Sick Alaska Seal Shows Possible Spread Of Disease
Topics: From the Wires, News
In this Feb. 29, 2012 photo provided by the National Oceanic and Atmospheric Administration, a ringed seal is shown in Yakutat, Alaska. U.S. wildlife officials say a sick ringed seal that was captured in southeast Alaska last week appears to be afflicted by the same symptoms suffered last year by ringed seals and Pacific walrus along northern coastlines. (AP Photo/NOAA, Bill Lucey)(Credit: AP)ANCHORAGE, Alaska (AP) — Federal scientists said Wednesday that a nearly bald, lethargic seal recovered from the southeast Alaska coast showed the same symptoms of a disease that sickened ringed seals and Pacific walrus on the state’s north coast last year.
Fishermen last week spotted the seal near Yakutat at the top of the Alaska Panhandle, where it was captured and taken to Anchorage. The seal was determined to be so ill that it was euthanized.
Believed to be a ringed seal, it suffered symptoms similar to the ones found in 60 dead seals and 75 diseased seals that were discovered along the Beaufort and Chukchi seas of northern and northwest Alaska beginning in July, according to a National Marine Fisheries Service statement. The areas where the latest animal and the seals were found last year are separated by thousands of miles of water.
“The seal, determined to be a yearling, exhibited almost total hair loss and nodular, ulcerated scabbed skin sores,” said veterinary pathologist Kathy Burek-Huntington, who is part of an international group of experts working to the disease’s cause. “These sores are consistent with the disease process we have been seeing in the ice seals in the North Slope and Bering Strait areas.”

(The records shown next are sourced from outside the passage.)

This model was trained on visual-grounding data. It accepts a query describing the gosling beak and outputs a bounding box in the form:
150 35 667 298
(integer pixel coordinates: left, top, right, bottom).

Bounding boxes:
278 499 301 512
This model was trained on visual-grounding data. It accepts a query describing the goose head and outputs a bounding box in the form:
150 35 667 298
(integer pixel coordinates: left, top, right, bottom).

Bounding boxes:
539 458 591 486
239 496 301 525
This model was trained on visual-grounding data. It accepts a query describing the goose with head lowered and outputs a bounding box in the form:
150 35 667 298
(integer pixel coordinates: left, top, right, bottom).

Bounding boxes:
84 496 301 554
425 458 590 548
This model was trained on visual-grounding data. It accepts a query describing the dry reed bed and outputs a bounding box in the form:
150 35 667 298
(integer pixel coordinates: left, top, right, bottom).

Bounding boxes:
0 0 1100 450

Most of the sickened animals were ringed seals but include 11 spotted seals and eight bearded seals, said Julie Speegle, a spokeswoman for the National Oceanic and Atmospheric Administration. Diseased ringed seals also were found last year in Canada and Russia.
Ringed seals are named for ring-patterns found on their fur. They are one of five ice-dependent seals in Alaska, with a range only as far south as the northern Bering Sea. The smallest of Alaska’s ice seals, they are the main prey of polar bears. They’re also the only type of seal that can live in seawater completely covered by ice, using stout front claws to dig breathing holes.
When snow covers the holes, ringed seals dig out lairs and give birth on ice. Pups are born without a thick blubber layer and must live on ice. Polar bears gorge on ringed seal pups during the spring, often capturing them by collapsing lairs.
NOAA is considering listing ringed seals as a threatened species because of projected loss of snow cover and sea ice from climate warming.
A DNA sample of the Yakutat seal will be tested to confirm that it was a ringed seal. Its blubber thickness indicated it was in good body shape.